What this calculator does

This tool finds the two acute angles of a right triangle when you know the lengths of its two legs (the sides that meet at the right angle). Because the right angle is fixed at 90°, the remaining two angles must add up to 90°. Knowing the legs is enough to pin them both down using basic trigonometry.

How to use it

Enter the length of leg a (the side opposite to angle A) and leg b (the side adjacent to angle A). The calculator returns angle A, angle B, and the hypotenuse. Any consistent unit (cm, m, inches) works since angles depend only on the ratio of the legs.

The formula explained

In a right triangle, the tangent of an angle equals the opposite side over the adjacent side. So angle \(A = \arctan(a / b)\). Since the three angles sum to 180° and one is 90°, the other acute angle is simply \(B = 90^{\circ} - A\). The hypotenuse follows from the Pythagorean theorem: \(c = \sqrt{a^{2} + b^{2}}\).

$$A = \arctan\!\left(\frac{a}{b}\right), \quad B = 90^{\circ} - A$$$$c = \sqrt{a^{2} + b^{2}}$$
Right triangle with legs a and b, hypotenuse, and acute angles A and B labeled
Angle A is opposite leg a; angle B is the other acute angle, equal to 90 minus A.

Worked example

Suppose \(a = 3\) and \(b = 4\).

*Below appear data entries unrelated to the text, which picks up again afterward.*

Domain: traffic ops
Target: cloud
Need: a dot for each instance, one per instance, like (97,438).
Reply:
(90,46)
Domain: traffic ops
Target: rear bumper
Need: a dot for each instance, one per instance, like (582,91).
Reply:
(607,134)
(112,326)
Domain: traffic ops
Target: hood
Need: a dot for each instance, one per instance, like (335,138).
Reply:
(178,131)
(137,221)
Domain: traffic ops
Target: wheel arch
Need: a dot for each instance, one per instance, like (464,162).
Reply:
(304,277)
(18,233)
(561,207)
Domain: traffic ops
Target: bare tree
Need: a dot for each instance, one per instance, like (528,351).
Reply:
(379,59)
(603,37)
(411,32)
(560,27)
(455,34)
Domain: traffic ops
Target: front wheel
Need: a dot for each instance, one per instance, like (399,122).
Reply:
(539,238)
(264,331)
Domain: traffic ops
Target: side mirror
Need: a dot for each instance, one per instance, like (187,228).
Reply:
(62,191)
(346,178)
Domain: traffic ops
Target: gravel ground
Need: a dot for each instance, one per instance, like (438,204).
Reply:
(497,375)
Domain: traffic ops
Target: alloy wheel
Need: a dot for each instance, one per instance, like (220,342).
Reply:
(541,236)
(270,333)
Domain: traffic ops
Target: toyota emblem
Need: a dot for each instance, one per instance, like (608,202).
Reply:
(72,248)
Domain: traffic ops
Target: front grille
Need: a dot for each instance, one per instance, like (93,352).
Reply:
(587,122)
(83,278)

Then \(A = \arctan(3/4) = \arctan(0.75) \approx 36.87^{\circ}\). Angle \(B = 90 - 36.87 = 53.13^{\circ}\). The hypotenuse is \(\sqrt{3^{2} + 4^{2}} = \sqrt{25} = 5\) — the classic 3-4-5 triangle.

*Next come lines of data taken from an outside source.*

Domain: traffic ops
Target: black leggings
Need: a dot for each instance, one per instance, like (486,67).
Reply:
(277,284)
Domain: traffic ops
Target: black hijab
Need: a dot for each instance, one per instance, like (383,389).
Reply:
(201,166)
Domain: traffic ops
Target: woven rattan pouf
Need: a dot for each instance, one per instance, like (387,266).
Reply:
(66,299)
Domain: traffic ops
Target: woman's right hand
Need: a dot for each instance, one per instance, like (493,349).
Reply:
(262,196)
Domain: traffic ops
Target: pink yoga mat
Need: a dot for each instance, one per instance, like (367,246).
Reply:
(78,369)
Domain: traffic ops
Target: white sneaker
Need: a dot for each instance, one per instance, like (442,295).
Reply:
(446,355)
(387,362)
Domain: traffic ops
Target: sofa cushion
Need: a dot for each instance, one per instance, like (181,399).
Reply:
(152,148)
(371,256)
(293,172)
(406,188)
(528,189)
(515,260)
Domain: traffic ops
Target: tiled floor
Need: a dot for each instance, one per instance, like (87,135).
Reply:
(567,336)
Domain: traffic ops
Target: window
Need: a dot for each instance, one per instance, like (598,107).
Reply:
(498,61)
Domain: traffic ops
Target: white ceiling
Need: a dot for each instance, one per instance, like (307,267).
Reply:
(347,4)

$$A = \arctan\!\left(\frac{3}{4}\right) = \arctan(0.75) \approx 36.87^{\circ}$$$$B = 90 - 36.87 = 53.13^{\circ}$$$$c = \sqrt{3^{2} + 4^{2}} = \sqrt{25} = 5$$
Right triangle with legs 3 and 4 and hypotenuse 5
Worked example: legs a = 3 and b = 4 give a hypotenuse of 5 and angle A of about 36.87 degrees.

FAQ

What if leg b is 0? If \(b = 0\) the triangle is degenerate; the calculator reports angle A as 90°.

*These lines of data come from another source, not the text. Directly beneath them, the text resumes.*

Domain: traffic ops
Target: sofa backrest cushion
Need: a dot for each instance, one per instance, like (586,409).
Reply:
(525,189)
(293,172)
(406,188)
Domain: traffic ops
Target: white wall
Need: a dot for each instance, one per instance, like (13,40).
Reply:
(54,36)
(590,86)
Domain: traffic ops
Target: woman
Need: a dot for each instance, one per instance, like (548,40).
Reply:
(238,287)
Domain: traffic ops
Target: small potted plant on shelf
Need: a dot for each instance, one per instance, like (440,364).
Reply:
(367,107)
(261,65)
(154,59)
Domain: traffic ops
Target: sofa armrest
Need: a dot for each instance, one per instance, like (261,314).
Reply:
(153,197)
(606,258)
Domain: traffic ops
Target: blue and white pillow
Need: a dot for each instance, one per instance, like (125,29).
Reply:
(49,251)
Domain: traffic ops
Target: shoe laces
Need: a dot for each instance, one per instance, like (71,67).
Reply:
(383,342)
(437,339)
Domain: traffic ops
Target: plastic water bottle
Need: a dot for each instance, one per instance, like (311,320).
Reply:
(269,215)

Do the units matter? No. Angles depend only on the ratio \(a/b\), so the result is the same whether you use millimeters or miles, as long as both legs use the same unit.

Why do A and B add to 90°? The angles of any triangle sum to 180°. With one angle being the 90° right angle, the two remaining acute angles must total 90°.